# Data Format

In [1]:
data_neural = \
{'train_loc': {1: 2, 2: 1, 3: 1, 4: 12, 5: 1, 6: 2, 7: 1, 8: 1, 9: 1, 10: 1, 11: 1, 12: 1, 13: 1, 14: 1, 15: 1, 16: 1, 17: 1, 18: 1, 19: 1, 20: 1, 21: 1, 22: 1, 23: 1, 24: 2, 25: 2, 26: 1, 27: 1, 28: 1, 29: 1, 30: 1, 31: 1, 32: 1, 33: 1}, 
'explore': 0.15384615384615385, 
'train': [0, 1, 2, 3, 4], 
'entropy': 3.219290807235925, 
'rg': 0.03142983221874803, 
'sessions': {
0: [[1, 30], [2, 45], [3, 46], [4, 14], [4, 16], [5, 20], [6, 23], [7, 0], [4, 13], [8, 20], [9, 21]], 
1: [[10, 40], [4, 14], [11, 14], [12, 22], [13, 20], [4, 24], [14, 43], [4, 14], [15, 17], [4, 18], [16, 21]], 
2: [[17, 22], [4, 14], [18, 18], [4, 18], [19, 24], [20, 27], [21, 27]], 
3: [[22, 19], [4, 17], [23, 25], [24, 40], [25, 0], [4, 19], [4, 14], [26, 22], [6, 23]], 
4: [[27, 24], [28, 25], [1, 26], [29, 46], [25, 24], [24, 40], [30, 43], [31, 44], [32, 46], [33, 2]], 
5: [[1, 27], [4, 17], [34, 21], [35, 22], [4, 13], [36, 2], [4, 13], [37, 19], [38, 20], [36, 2], [36, 26]], 
6: [[39, 45], [10, 47], [35, 45], [36, 3], [4, 13]]
},
'test': [5, 6],
'valid_len': 14, 
'pred_len': 43}

# Load Data (New)
**Vertical Split + No Sliding Window**

In [51]:
import pandas as pd
import numpy as np

df_train = pd.read_csv('df_train_1k.csv')
df_test  = pd.read_csv('df_test_1k.csv')

all_uids = df_test['uid'].unique() # store all unique uids

data_neural = {}
train_keys = [0, 1, 2, 3, 4, 5, 6, 7]
test_keys = [8,9]
num_users = len(all_uids)
# train_keys = [0, 1, 2, 3]
# test_keys = [4, 5]
# num_users = 100

# load train data
for id in range(num_users):
    data_neural[id] = {}
    data_neural[id]['sessions'] = {}
    for i in range(0,len(train_keys)*10,10):
        data_neural[id]['sessions'][train_keys[i//10]] = df_train[df_train['uid']==all_uids[id]].iloc[i:i+10][['combined_xy', 't']].to_numpy().tolist()
    for i in range(0,len(test_keys)*10,10):
        data_neural[id]['sessions'][test_keys[i//10]] = df_test[df_test['uid']==all_uids[id]].iloc[i:i+10][['combined_xy', 't']].to_numpy().tolist()
    data_neural[id]['train'] = train_keys
    data_neural[id]['test'] = test_keys

In [52]:
output = {}
output['data_neural'] = data_neural
uid_list = [int(i) for i in range(len(output['data_neural']))]
output['uid_list'] = uid_list

In [53]:
import pickle
with open('DeepMove-master/data/my_data_neural.pk', 'wb') as f:
    pickle.dump(output, f)

# Load Data (Old)

In [1]:
import pandas as pd
import numpy as np
import torch
from torch.utils.data import Dataset, DataLoader

# # 1k data
df_train = pd.read_csv('df_train_1k.csv')
df_test  = pd.read_csv('df_test_1k.csv')
grouped_data_train = [group for _, group in df_train.groupby('uid')]
grouped_data_test = [group for _, group in df_test.groupby('uid')]

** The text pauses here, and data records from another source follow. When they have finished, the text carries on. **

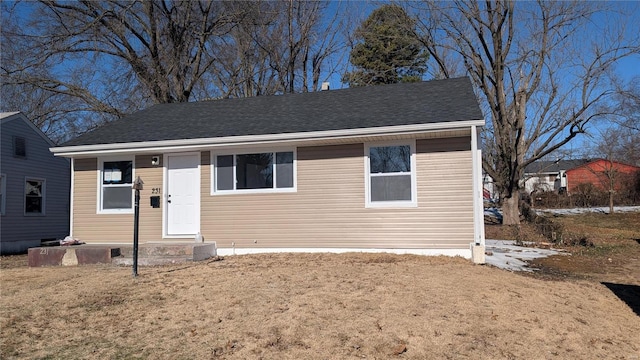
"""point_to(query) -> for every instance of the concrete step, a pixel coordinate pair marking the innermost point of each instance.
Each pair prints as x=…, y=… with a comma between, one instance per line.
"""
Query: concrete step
x=195, y=250
x=148, y=254
x=151, y=261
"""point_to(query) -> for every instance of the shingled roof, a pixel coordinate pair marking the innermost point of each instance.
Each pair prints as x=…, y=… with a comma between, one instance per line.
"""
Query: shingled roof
x=428, y=102
x=541, y=167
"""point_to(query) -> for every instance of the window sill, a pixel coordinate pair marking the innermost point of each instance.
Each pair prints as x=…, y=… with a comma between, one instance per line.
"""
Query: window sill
x=115, y=212
x=391, y=205
x=254, y=191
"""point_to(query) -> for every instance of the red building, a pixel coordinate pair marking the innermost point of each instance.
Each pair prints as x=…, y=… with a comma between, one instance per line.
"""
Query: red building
x=602, y=174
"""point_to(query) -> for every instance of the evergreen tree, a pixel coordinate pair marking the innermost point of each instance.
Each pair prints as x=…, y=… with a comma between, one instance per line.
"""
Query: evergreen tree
x=387, y=51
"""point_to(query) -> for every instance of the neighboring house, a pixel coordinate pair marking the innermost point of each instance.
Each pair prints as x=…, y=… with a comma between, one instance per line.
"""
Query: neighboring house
x=381, y=168
x=34, y=186
x=602, y=174
x=549, y=175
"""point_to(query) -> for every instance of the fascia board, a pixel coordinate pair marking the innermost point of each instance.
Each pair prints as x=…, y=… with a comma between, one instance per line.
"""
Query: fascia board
x=248, y=140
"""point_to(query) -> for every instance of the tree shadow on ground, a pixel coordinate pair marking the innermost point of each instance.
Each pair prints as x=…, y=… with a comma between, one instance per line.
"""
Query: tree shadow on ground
x=630, y=294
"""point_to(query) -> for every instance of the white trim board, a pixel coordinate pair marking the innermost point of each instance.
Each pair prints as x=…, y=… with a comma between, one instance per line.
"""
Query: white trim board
x=465, y=253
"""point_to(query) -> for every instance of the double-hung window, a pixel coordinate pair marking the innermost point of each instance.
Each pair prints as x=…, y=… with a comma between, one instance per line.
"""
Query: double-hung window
x=34, y=196
x=390, y=174
x=253, y=172
x=115, y=182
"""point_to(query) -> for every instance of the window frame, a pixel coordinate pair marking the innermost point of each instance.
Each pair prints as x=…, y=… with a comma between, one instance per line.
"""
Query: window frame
x=413, y=173
x=3, y=191
x=214, y=172
x=99, y=202
x=15, y=140
x=43, y=196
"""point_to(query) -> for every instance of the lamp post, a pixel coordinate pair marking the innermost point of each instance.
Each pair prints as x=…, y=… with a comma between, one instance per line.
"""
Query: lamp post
x=137, y=186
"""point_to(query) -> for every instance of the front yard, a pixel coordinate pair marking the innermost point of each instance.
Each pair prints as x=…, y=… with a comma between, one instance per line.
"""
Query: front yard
x=294, y=306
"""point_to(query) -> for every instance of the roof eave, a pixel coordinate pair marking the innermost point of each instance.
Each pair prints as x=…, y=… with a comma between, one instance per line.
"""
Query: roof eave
x=248, y=140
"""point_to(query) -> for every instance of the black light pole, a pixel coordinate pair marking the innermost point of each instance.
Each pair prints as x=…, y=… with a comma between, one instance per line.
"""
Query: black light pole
x=137, y=186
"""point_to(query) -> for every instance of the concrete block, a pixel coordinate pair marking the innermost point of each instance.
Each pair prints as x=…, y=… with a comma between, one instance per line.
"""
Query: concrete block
x=204, y=251
x=46, y=256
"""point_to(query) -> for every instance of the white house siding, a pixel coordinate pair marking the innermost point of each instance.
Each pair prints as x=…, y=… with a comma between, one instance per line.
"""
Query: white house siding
x=19, y=231
x=328, y=209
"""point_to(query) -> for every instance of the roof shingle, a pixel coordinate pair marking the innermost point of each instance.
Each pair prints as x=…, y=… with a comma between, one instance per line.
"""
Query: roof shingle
x=364, y=107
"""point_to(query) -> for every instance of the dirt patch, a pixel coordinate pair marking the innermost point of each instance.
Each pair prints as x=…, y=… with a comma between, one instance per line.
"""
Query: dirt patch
x=292, y=306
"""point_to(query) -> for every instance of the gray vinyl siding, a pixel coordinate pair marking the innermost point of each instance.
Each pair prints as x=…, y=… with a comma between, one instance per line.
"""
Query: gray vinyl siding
x=19, y=231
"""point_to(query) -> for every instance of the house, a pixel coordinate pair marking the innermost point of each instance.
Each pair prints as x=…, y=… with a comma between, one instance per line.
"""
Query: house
x=384, y=168
x=549, y=175
x=602, y=174
x=34, y=186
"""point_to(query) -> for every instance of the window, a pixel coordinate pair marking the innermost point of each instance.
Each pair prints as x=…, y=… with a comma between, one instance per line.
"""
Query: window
x=256, y=172
x=116, y=179
x=19, y=146
x=34, y=197
x=390, y=178
x=3, y=190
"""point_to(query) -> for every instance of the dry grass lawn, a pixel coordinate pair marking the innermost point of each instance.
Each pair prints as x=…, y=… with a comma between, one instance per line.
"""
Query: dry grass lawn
x=308, y=306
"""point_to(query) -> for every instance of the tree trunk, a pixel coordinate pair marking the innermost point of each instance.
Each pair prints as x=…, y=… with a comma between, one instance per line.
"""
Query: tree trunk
x=510, y=210
x=610, y=201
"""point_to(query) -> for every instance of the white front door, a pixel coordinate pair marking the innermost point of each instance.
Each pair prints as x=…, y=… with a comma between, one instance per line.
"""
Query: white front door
x=183, y=194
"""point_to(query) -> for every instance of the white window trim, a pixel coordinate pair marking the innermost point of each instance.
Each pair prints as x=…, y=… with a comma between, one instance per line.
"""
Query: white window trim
x=3, y=191
x=43, y=206
x=214, y=171
x=101, y=162
x=367, y=176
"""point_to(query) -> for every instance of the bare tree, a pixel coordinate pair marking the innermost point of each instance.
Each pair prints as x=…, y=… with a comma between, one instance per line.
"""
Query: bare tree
x=280, y=47
x=539, y=75
x=82, y=63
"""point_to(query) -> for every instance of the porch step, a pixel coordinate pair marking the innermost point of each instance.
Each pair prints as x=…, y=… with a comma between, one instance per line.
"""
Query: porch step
x=148, y=254
x=151, y=261
x=163, y=254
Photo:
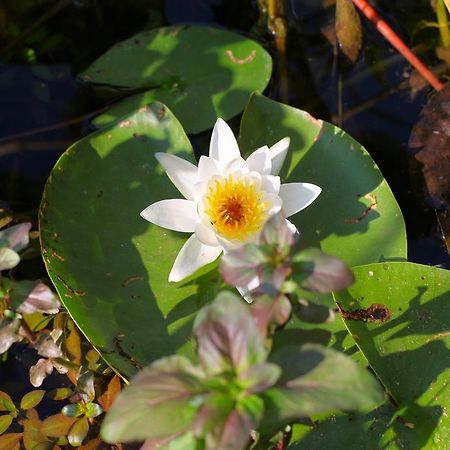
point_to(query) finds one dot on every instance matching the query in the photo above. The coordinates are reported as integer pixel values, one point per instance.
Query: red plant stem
(395, 40)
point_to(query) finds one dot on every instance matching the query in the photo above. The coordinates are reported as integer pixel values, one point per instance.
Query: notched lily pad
(200, 72)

# Sliding window by 1 STEP
STEP_SIZE = 12
WINDOW_SIZE = 10
class TrajectoryDataset(Dataset):
    def __init__(self, grouped_data):
        self.data = []
        for group in grouped_data:
            if len(group) >= STEP_SIZE:
                # get the first STEP_SIZE location and time data
                xy = group['combined_xy'].values.tolist()[:STEP_SIZE]
                t = group['t'].values.tolist()[:STEP_SIZE]
                # slice the data into several sessions using moving window approach
                self.data.extend([(xy[i:i+WINDOW_SIZE], t[i:i+WINDOW_SIZE])
                                  for i in range(STEP_SIZE-WINDOW_SIZE+1)])
    def __len__(self):
        return len(self.data)
    def __getitem__(self, idx):
        xy_window, t_window = self.data[idx]
        inputs = torch.tensor(xy_window[:-1])        # input sequence of locations
        labels = torch.tensor(xy_window[-1])         # desired predicted location
        positions = torch.tensor(t_window[:-1])      # corresponding input locations' times
        label_positions = torch.tensor(t_window[-1]) # corresponding predicted location's time
        return inputs, labels, positions, label_positions

# Sliding window by STEP_SIZE
STEP_SIZE = 20
WINDOW_SIZE = 10
class TrajectoryDatasetTEST(Dataset):
    def __init__(self, grouped_data):
        self.data = []
        for group in grouped_data:
            if len(group) >= STEP_SIZE:
                # get the first STEP_SIZE location and time data
                xy = group['combined_xy'].values.tolist()[:STEP_SIZE]
                t = group['t'].values.tolist()[:STEP_SIZE]
                # slice the data into several sessions using moving window approach
                self.data.extend([(xy[i:i+WINDOW_SIZE], t[i:i+WINDOW_SIZE])
                                  for i in range(0, STEP_SIZE-WINDOW_SIZE+1, STEP_SIZE)])
    def __len__(self):
        return len(self.data)
    def __getitem__(self, idx):
        xy_window, t_window = self.data[idx]
        inputs = torch.tensor(xy_window[:-1])        # input sequence of locations
        labels = torch.tensor(xy_window[-1])         # desired predicted location
        positions = torch.tensor(t_window[:-1])      # corresponding input locations' times
        label_positions = torch.tensor(t_window[-1]) # corresponding predicted location's time
        return inputs, labels, positions, label_positions

train_dataset = TrajectoryDataset(grouped_data_train)
test_dataset  = TrajectoryDatasetTEST(grouped_data_test)

In [8]:
def format_dataneural(train_dataset, test_dataset):
    train_keys = [2,3,4,5]
    test_keys  = [0,1]
    
    data_neural = {}
    data_neural_index = 0
    
    test_data = test_dataset.data
    index = 0
    for i in range(0, len(test_data), 2):
        data_neural[index]={'sessions':{}}
        data_neural[index]['sessions'][0]=[[location,time] for location,time in zip(test_data[i][0],test_data[i][1])]
        data_neural[index]['sessions'][1]=[[location,time] for location,time in zip(test_data[i+1][0],test_data[i+1][1])]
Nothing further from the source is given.